Amado Batista contra a maldição do CPC

O que pensamos quando nos referimos à cultura popular? O grande mérito de Vou Rifar Meu Coração é delinear bem esta questão. Não é uma questão com a qual lidamos bem: o intelectual brasileiro nunca se livrou da maldição do CPC; menos pensa o popular e mais quer definir de antemão do que ele trata, buscar um essencial nacional, positivo e de qualidade, que nos justifique. Quando Odair José, no meio do filme, diz que o que chamamos de música popular brasileira é na verdade a música popular de Ipanema, há certamente rancor, mas sem deixar de delinear algo real. A música brega tem uma sujeira que preferimos disfarçar, uma pobreza que não combina com o ideal do nacional. A varremos, como varremos no cinema a pornochanchada. Inverte-se a ordem das coisas e o popular se transmuta em popularesco.

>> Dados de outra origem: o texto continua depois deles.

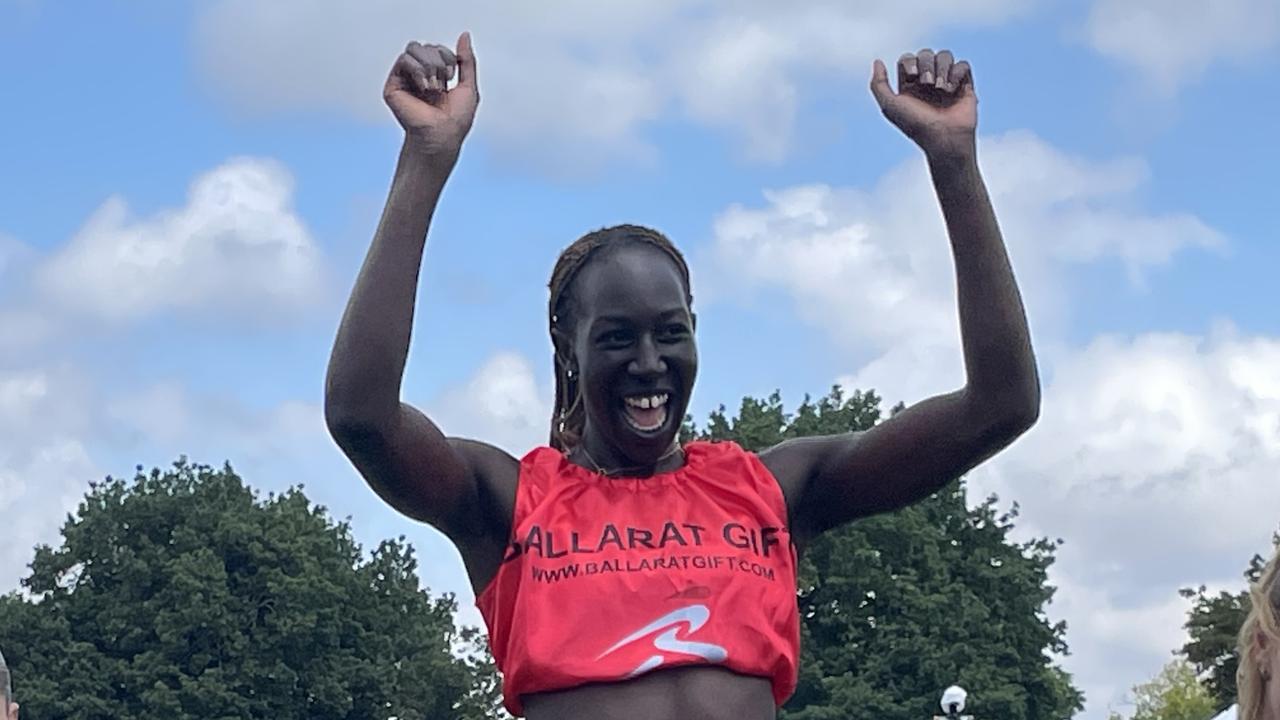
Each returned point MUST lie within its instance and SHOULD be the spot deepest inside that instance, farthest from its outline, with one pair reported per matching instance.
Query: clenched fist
(417, 91)
(935, 104)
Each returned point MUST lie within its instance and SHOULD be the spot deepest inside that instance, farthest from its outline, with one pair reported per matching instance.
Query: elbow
(1010, 413)
(347, 419)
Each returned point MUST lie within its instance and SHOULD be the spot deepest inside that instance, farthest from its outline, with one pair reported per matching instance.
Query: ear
(1260, 646)
(563, 345)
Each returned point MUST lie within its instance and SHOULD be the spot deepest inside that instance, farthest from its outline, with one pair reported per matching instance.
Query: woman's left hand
(935, 104)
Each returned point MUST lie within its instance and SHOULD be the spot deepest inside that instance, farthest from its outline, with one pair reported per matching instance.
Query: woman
(1257, 679)
(621, 574)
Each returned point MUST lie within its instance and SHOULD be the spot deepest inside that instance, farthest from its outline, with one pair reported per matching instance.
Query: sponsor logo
(670, 628)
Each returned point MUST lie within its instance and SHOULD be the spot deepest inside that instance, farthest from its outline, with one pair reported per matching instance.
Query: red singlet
(608, 578)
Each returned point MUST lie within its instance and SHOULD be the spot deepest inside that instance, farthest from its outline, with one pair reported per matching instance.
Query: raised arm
(456, 486)
(830, 481)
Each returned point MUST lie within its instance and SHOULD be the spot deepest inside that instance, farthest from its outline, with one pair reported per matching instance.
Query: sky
(187, 191)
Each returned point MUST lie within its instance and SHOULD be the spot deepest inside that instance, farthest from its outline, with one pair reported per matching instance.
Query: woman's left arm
(831, 481)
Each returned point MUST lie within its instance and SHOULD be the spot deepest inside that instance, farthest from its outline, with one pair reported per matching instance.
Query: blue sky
(1129, 147)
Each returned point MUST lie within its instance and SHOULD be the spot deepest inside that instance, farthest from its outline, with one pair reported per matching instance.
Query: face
(635, 352)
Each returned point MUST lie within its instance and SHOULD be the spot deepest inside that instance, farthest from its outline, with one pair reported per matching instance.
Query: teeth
(648, 402)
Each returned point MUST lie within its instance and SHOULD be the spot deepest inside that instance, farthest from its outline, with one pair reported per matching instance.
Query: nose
(648, 361)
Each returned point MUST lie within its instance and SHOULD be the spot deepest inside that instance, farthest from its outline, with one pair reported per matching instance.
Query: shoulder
(795, 461)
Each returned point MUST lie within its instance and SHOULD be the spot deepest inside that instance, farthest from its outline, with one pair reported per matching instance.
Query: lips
(647, 413)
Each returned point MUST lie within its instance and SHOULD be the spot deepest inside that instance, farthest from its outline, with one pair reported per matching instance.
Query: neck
(604, 459)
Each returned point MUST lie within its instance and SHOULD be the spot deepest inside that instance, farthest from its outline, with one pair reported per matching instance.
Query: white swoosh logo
(694, 616)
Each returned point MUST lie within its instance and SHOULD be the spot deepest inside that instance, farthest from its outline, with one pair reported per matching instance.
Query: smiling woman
(620, 573)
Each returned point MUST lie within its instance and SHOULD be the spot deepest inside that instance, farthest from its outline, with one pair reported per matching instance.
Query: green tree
(183, 595)
(897, 606)
(1173, 695)
(1212, 624)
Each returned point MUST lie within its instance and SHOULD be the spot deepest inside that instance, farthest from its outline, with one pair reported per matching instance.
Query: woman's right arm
(461, 487)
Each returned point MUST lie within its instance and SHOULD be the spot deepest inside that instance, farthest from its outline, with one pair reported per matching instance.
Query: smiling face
(635, 352)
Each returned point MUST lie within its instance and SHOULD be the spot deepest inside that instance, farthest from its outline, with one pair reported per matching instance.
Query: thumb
(466, 62)
(881, 89)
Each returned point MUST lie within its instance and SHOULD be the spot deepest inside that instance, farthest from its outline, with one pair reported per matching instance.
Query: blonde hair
(1264, 619)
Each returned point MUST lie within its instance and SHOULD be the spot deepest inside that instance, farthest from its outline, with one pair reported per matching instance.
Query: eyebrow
(664, 314)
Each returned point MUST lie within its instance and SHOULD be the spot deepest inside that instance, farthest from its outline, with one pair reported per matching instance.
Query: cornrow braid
(5, 688)
(568, 417)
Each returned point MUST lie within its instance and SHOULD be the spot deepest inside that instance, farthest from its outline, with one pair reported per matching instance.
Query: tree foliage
(1212, 624)
(1173, 695)
(183, 595)
(897, 606)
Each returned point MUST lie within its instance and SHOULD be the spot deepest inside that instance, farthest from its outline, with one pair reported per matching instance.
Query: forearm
(999, 360)
(370, 351)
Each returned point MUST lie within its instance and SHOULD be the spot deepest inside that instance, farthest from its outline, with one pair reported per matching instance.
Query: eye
(613, 338)
(673, 332)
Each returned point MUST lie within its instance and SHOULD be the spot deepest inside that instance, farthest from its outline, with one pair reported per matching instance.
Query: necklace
(675, 447)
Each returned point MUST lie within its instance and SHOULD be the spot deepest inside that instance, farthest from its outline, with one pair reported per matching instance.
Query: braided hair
(568, 417)
(5, 688)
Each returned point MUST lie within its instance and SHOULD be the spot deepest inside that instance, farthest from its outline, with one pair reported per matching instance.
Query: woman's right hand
(434, 117)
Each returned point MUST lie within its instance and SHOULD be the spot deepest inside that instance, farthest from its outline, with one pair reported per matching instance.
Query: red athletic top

A comparação com a pornochanchada é bem útil; num texto do seu começo de carreira, Inácio Araújo a delineou bem: “O público quer ver problema sexuais em cena, preocupa-se com isso e não tem dinheiro para pagar o psicanalista. A Pornochanchada é o divã do pobre. Não há mal nisso. Os letrados é que são pudicos. Desprezam (ou temem identificar-se?) a sensualidade meio selvagem dos iletrados, falam em ‘seriedade’, em ‘problemas nacionais’, mas está na cara que isso é um biombo. A ordem (social) está toda montada para que a classe média tire o corpo fora, não se meta com esses problemas sujos”. É este mesmo o principio organizador do filme de Ana Rieper.

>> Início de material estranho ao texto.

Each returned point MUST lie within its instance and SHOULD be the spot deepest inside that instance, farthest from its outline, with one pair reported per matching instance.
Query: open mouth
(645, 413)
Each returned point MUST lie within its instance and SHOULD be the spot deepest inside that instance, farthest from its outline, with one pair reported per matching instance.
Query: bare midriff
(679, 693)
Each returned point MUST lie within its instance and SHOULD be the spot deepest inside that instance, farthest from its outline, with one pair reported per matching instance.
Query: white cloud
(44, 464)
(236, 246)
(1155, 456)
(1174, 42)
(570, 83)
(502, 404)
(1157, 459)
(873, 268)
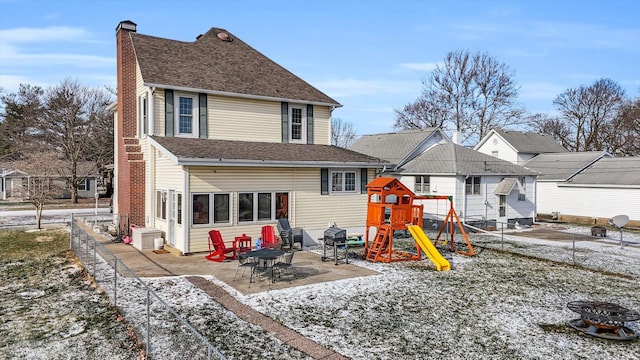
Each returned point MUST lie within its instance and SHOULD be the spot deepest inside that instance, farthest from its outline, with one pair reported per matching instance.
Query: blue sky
(371, 56)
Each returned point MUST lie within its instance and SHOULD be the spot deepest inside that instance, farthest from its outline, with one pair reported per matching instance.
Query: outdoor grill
(335, 238)
(603, 319)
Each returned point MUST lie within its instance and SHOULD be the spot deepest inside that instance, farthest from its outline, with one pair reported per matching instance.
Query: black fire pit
(604, 320)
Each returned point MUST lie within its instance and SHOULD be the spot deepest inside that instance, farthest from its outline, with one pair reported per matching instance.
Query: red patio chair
(269, 238)
(218, 250)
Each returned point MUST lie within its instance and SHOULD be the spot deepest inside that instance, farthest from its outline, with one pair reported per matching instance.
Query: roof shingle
(212, 64)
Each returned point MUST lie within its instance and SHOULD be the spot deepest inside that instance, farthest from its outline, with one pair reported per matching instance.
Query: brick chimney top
(126, 25)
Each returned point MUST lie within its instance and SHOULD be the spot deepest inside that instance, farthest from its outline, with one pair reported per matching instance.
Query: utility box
(143, 238)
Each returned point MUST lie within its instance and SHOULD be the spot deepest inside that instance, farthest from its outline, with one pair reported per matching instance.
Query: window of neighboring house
(186, 115)
(297, 124)
(502, 209)
(472, 185)
(161, 204)
(143, 102)
(202, 210)
(343, 181)
(422, 184)
(523, 182)
(83, 185)
(262, 206)
(178, 208)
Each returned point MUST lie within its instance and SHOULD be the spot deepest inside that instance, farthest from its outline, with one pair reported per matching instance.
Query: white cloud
(36, 35)
(355, 87)
(419, 66)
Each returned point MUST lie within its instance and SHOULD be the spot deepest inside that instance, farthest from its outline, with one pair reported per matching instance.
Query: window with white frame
(297, 123)
(523, 182)
(83, 185)
(344, 181)
(161, 204)
(143, 113)
(261, 206)
(211, 208)
(186, 113)
(472, 185)
(422, 184)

Nos seus melhores momentos, Vou Rifar Meu Coração pouco faz alem de colocar sua câmera diante dos seus personagens; mais do que falar, suas faces expressam uma satisfação, estas canções significam-lhe algo, respondem a um desejo. Se Vou Rifar Meu Coração é um bom filme é porque identifica estes personagens sem coisificá-los. Não são expressões do “popular”, tipos para um estudo, mas pessoas para quem esta música importa. Não é um processo que Vou Rifar Meu Coração realiza sempre com grande elegância (As Canções, de Eduardo Coutinho, trabalha sobre dispositivo similar, se mais envernizado, mas o faz com mais desenvoltura). E é certo que o filme é desigual, muito mais forte quando lida com os fãs do que com os músicos, em seqüências que tendem ao protocolar. Não importa, porém, pois Vou Rifar meu Coração tem um ponto de vista e o apresenta com desenvoltura, sabe onde quer ir e o alcança. Nestes momentos em que a cineasta se encontra com seus personagens, lida com a idéia de popular com muito mais vivacidade do que o cinema brasileiro costuma alcançar, perdido que é entre os seus Lisbelas e A Pedra do Reino.